Feux de bois et réchauds

J'ai donné, dans ma dernière chronique, les raisons pour lesquelles je préférais — dans le camping « civilisé » que nous sommes obligés de pratiquer en Europe — les réchauds au feu de bois, comme mode de chauffage pour la cuisine.

Mais il n'en reste pas moins vrai que, dans certains cas, il peut être intéressant de recourir au feu de bois.

Rappelons seulement que ces derniers sont strictement prohibés non seulement à l'intérieur, mais jusqu'à 200 mètres au moins des forêts domaniales, sauf sur autorisation tout à fait spéciale d'un garde forestier.

En terrain non domanial, rappelons que l'autorisation de faire du feu de bois doit toujours être sollicitée à l'avance, en se mettant d'accord avec le propriétaire du terrain sur l'emplacement le plus adéquat et le moins dangereux.

Ceci dit, comment monterons-nous notre feu ? ...

Cela dépendra de plusieurs facteurs.

En camping de randonnée, et si le feu ne doit servir qu'à la cuisine, il faut, avant tout, se souvenir que le feu doit uniquement chauffer la popote et qu'il n'est donc pas nécessaire de faire un grand feu.

Le meilleur système consiste à creuser légèrement le sol. Dans le cas d'une prairie, détacher au couteau une motte d'herbe que l'on mettra de côté et qui servira le lendemain au départ non seulement à éteindre les dernières traces de feu, mais à faire disparaître jusqu'à la trace du feu de cuisine (fig. 1).

Dans le creux ainsi formé, placer quelques allume-feux : écorce de bouleau (le meilleur), bois échardés au couteau, feuilles mortes très sèches, puis quelques brindilles ; une fois le feu pris, quelques branchettes plus grosses. Une petite provision de ces branchettes suffit pour le dîner du soir et le petit déjeuner du lendemain. Ne pas oublier de faire sa petite provision de bois sec, dès l'arrivée, si le temps est douteux, pour le lendemain matin. Sinon, que de temps perdu pour le départ matinal.

Pour un camp fixe, le feu peut être plus grand, car il servira pendant plusieurs jours, et quelquefois à plusieurs campeurs. Dans ce cas, le feu pourra être monté de plusieurs façons :

a. En cône.

— Placer trois branches en cône et disposer les branches tout autour, en laissant cependant une ouverture du côté d'où vient le vent. Au centre, disposer des allume-feux et, lorsque ceux-ci sont pris et que le cône commence à flamber, ajouter des bûchettes, et même des bûches.
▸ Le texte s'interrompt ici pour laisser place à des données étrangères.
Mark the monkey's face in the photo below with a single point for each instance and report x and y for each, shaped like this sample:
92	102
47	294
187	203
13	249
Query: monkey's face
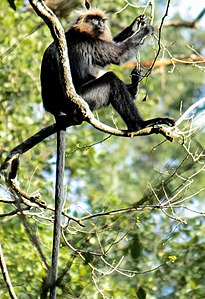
97	24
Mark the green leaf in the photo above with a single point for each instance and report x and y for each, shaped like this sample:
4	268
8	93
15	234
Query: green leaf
141	293
12	4
135	247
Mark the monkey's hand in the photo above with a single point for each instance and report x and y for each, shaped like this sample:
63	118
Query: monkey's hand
139	22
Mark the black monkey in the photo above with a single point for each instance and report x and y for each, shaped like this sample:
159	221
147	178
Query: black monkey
90	44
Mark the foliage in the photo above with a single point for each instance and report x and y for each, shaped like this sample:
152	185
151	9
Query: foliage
132	253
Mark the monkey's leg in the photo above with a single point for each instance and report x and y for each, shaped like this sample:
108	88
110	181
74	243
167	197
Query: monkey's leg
135	79
109	89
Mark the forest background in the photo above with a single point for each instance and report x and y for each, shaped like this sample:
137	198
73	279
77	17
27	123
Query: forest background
141	199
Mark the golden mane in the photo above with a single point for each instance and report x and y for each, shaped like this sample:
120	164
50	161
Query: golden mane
82	26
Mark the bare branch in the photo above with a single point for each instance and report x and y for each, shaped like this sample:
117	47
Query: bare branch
5	274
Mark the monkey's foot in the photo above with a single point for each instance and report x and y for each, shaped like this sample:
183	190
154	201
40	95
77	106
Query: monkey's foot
136	74
159	121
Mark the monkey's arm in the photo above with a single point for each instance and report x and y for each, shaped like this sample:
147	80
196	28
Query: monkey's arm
130	30
104	53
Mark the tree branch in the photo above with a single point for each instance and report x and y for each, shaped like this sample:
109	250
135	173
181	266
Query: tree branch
5	274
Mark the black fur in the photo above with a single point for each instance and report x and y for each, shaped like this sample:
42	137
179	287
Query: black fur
85	53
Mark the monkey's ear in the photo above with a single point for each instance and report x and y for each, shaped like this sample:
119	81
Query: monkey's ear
87	4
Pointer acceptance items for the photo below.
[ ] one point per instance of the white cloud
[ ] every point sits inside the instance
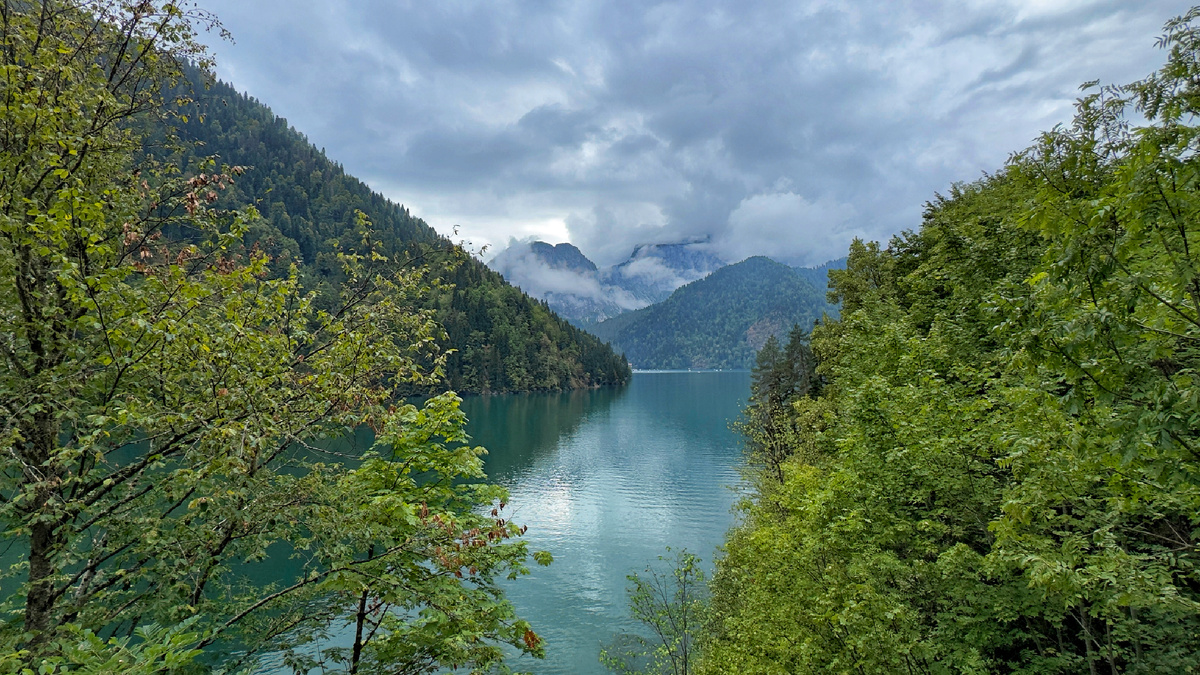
(768, 127)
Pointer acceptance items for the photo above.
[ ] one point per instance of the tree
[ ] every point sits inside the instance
(672, 605)
(165, 400)
(1012, 477)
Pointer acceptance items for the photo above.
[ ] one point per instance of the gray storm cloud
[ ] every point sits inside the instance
(777, 127)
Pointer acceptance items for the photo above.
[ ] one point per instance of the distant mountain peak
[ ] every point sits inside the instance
(562, 256)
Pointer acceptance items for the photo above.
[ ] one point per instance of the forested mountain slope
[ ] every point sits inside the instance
(503, 339)
(717, 322)
(995, 466)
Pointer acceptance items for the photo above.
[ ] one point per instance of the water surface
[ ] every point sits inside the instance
(606, 479)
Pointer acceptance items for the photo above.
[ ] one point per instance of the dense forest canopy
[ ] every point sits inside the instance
(172, 394)
(991, 463)
(502, 340)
Lorsque le feu est écroulé et qu'un bon tas s'est formé, suspendre au-dessus les popotes ou les placer sur un gril portatif. Les grosses bûches seront alors disposées en étoile et avancées sur le feu au fur et à mesure de leur combustion (fig. 2).
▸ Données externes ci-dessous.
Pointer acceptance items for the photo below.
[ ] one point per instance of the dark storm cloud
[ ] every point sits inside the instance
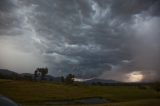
(85, 37)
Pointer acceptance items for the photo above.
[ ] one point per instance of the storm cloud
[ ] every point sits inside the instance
(89, 38)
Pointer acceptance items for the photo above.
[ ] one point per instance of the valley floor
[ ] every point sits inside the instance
(30, 93)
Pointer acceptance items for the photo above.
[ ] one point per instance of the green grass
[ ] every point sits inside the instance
(30, 93)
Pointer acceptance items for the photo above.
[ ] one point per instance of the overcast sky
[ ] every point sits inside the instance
(107, 39)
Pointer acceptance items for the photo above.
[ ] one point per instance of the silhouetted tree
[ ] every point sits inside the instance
(156, 86)
(36, 74)
(69, 79)
(62, 79)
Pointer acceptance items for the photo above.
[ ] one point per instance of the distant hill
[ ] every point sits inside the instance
(97, 80)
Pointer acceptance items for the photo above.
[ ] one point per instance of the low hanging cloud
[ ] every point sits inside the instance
(89, 38)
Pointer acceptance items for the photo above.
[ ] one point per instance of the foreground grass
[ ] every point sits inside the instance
(30, 93)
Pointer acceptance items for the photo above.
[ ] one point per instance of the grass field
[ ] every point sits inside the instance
(30, 93)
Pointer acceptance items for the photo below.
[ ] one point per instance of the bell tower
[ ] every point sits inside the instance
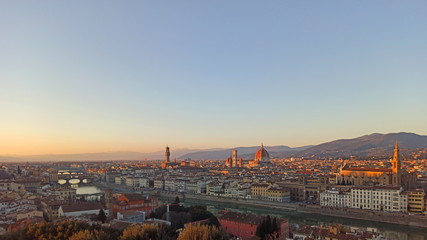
(167, 154)
(396, 165)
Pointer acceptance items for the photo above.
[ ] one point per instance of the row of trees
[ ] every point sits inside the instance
(63, 230)
(268, 229)
(77, 230)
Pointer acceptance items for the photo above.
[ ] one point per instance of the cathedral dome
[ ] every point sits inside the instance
(262, 155)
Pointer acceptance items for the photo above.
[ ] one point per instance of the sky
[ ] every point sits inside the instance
(102, 76)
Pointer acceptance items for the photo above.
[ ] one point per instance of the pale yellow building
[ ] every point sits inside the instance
(264, 191)
(416, 200)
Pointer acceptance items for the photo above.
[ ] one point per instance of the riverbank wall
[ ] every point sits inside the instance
(349, 213)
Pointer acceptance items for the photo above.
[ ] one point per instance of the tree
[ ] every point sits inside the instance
(205, 232)
(268, 228)
(147, 232)
(90, 235)
(101, 216)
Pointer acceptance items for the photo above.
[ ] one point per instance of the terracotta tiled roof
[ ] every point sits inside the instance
(81, 207)
(367, 169)
(134, 196)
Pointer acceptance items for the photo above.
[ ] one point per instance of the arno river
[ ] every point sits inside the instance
(390, 231)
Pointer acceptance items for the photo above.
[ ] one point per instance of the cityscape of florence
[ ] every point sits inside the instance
(213, 120)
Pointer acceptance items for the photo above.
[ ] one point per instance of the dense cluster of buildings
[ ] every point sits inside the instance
(32, 192)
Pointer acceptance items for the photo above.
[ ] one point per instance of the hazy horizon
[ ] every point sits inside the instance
(89, 77)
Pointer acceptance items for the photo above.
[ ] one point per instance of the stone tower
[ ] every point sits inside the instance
(167, 154)
(109, 202)
(396, 166)
(234, 158)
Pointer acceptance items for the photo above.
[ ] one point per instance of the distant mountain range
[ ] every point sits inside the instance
(373, 145)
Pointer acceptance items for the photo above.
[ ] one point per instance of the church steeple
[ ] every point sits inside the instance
(396, 160)
(396, 178)
(167, 154)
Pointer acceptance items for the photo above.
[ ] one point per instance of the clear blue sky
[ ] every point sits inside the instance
(90, 76)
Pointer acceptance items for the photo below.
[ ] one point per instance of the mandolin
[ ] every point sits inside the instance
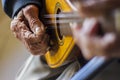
(61, 42)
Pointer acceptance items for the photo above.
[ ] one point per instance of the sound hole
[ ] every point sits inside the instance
(58, 26)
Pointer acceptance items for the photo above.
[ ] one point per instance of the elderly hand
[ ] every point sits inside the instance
(29, 29)
(87, 35)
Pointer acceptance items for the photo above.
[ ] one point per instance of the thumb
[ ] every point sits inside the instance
(31, 13)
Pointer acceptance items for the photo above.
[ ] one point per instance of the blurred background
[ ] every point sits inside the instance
(12, 52)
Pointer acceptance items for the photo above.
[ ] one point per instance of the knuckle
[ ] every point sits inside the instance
(29, 9)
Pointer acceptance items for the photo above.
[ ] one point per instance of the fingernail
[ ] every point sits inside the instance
(37, 30)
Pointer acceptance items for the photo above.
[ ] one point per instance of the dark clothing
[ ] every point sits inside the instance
(12, 7)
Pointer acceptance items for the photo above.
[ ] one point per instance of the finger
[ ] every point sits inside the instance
(97, 7)
(31, 14)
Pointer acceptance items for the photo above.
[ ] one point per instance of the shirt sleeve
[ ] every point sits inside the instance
(12, 7)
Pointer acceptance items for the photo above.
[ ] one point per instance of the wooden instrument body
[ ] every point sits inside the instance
(65, 43)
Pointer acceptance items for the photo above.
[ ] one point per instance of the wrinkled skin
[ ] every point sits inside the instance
(27, 27)
(85, 35)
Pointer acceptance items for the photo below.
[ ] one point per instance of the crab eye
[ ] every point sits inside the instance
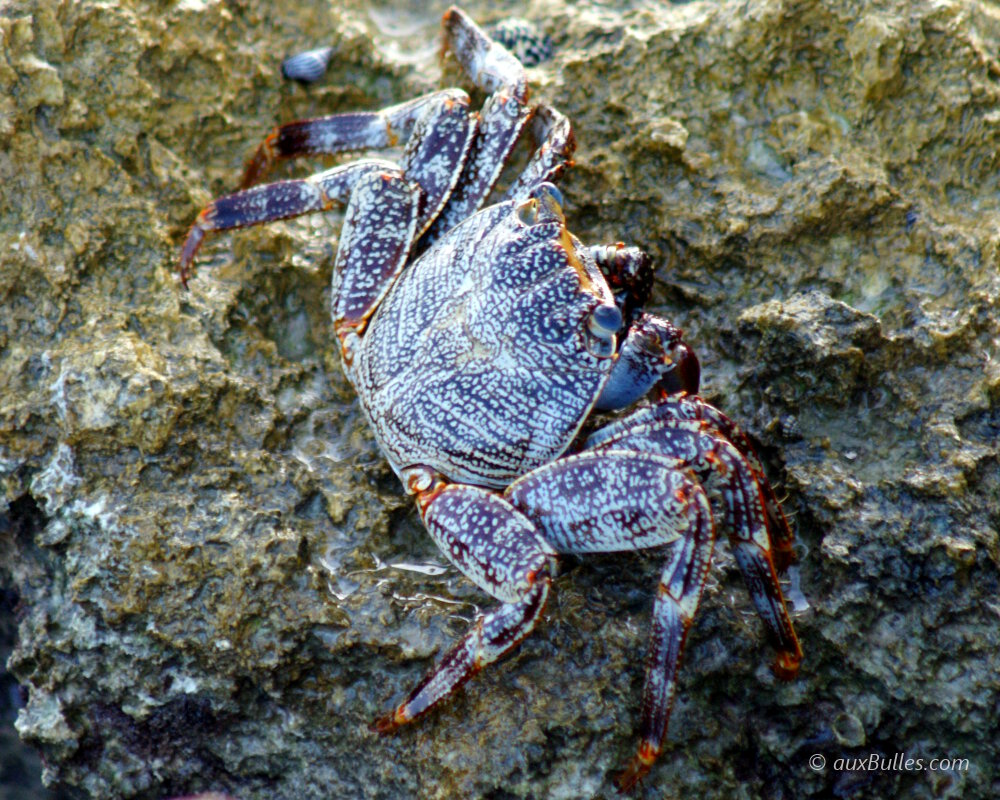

Ce système de feu en cône est celui à employer si l'on veut monter un feu de camp. Dans ce cas, autour du cône initial, on dispose en carré des bûches, les grosses en bas, les plus petites en haut.

b. Procédé de la bûche inclinée.

— Disposer en terre une bûchette inclinée et soutenue par deux autres morceaux de bois (fig. 3).

Le long de ce support, installer brindilles, branchettes et bûchettes, l'ouverture dans le sens du vent. Allumer comme indiqué plus haut.

Loiseau indique dans son livre Manuel de Camp fixe une autre méthode qu'il appelle : méthode des deux bûchettes. Il dispose deux bûchettes sur le sol. La seconde posée sur la première forme avec celle-ci un angle de 30 à 35°. Sur le sommet de l'angle, disposer brindilles, etc. Les allume-feux sont au-dessous. C'est une excellente méthode d'allumage, que j'ai expérimentée souvent avec succès.

D'autre part, les feux pourront être soit à même le sol (toujours déblayer les alentours des feuilles mortes, aiguilles de conifères, etc.), soit en tranchées, soit entre des pierres, soit surélevés. L'hiver, les feux à réflecteur (méthode canadienne) seront très agréables. Ce sont des feux faits devant un écran réflecteur, le plus souvent un rocher ou un talus de terre. La chaleur dégagée est alors réfléchie vers le campeur et le feu sert au chauffage en même temps qu'à la cuisine.

Il y aurait bien d'autres choses à dire sur les feux de bois, mais cela dépasserait le cadre de cet article.

Insistons seulement, pour finir, sur la nécessité absolue qu'il y a à ne jamais quitter un camp où l'on a fait un feu de bois sans s'assurer qu'il est bien éteint. Arroser soigneusement les braises et recouvrir de terre tassée. Ne pas oublier qu'un foyer même recouvert de terre, mais mal éteint, peut couver sous terre et transmettre le feu par des racines. L'art du feu de bois est une des techniques les plus difficiles à acquérir, et seuls les vieux campeurs confirmés devraient se permettre de les utiliser ...

Les réchauds.

— Ces derniers restent donc le moyen le plus simple et le moins dangereux pour la cuisine de plein air. Il y en a de toutes sortes, qui utilisent tous les combustibles : réchauds à bois et à charbon de bois, à alcool liquide ou solidifié, à pétrole, à essence, et les derniers-nés au gaz butane.

Ceux à alcool liquide et à essence sont les plus couramment employés par les randonneurs. Les premiers sont très légers, mais la provision de combustible doit être plus importante. C'est le contraire pour les réchauds à essence petit modèle : réchauds plus lourds, mais provision d'essence plus légère.

Les automobilistes ayant le combustible à portée de la main utiliseront de préférence les réchauds à essence à deux becs. Mais le réchaud à gaz butane est de plus en plus employé (modèle standard prévu pour quarante heures de chauffe. Échange standard de bouteille dans de nombreuses stations service).

Les accidents de réchauds sont très rares. Mais ils existent. Suivre attentivement les modes d'emploi de chaque réchaud et les entretenir en parfait état de marche. Cela évitera non seulement les accidents, mais les pannes d'allumage, bien désagréables. Prendre enfin toutes précautions contre l'incendie : dégarnir le sol des feuilles, etc., avant de l'allumer, et autant que possible isoler le réchaud en le plaçant sur une plaque incombustible ou, à défaut, sur des cailloux ou une pierre plate.

Tout ceci a l'air compliqué, mais n'est au fond qu'une question de bon sens et de prudence élémentaire, et tout vrai campeur prend ces précautions sans même y réfléchir.

Jacques-J. BOUSQUET,

Président du Camping-Club de France.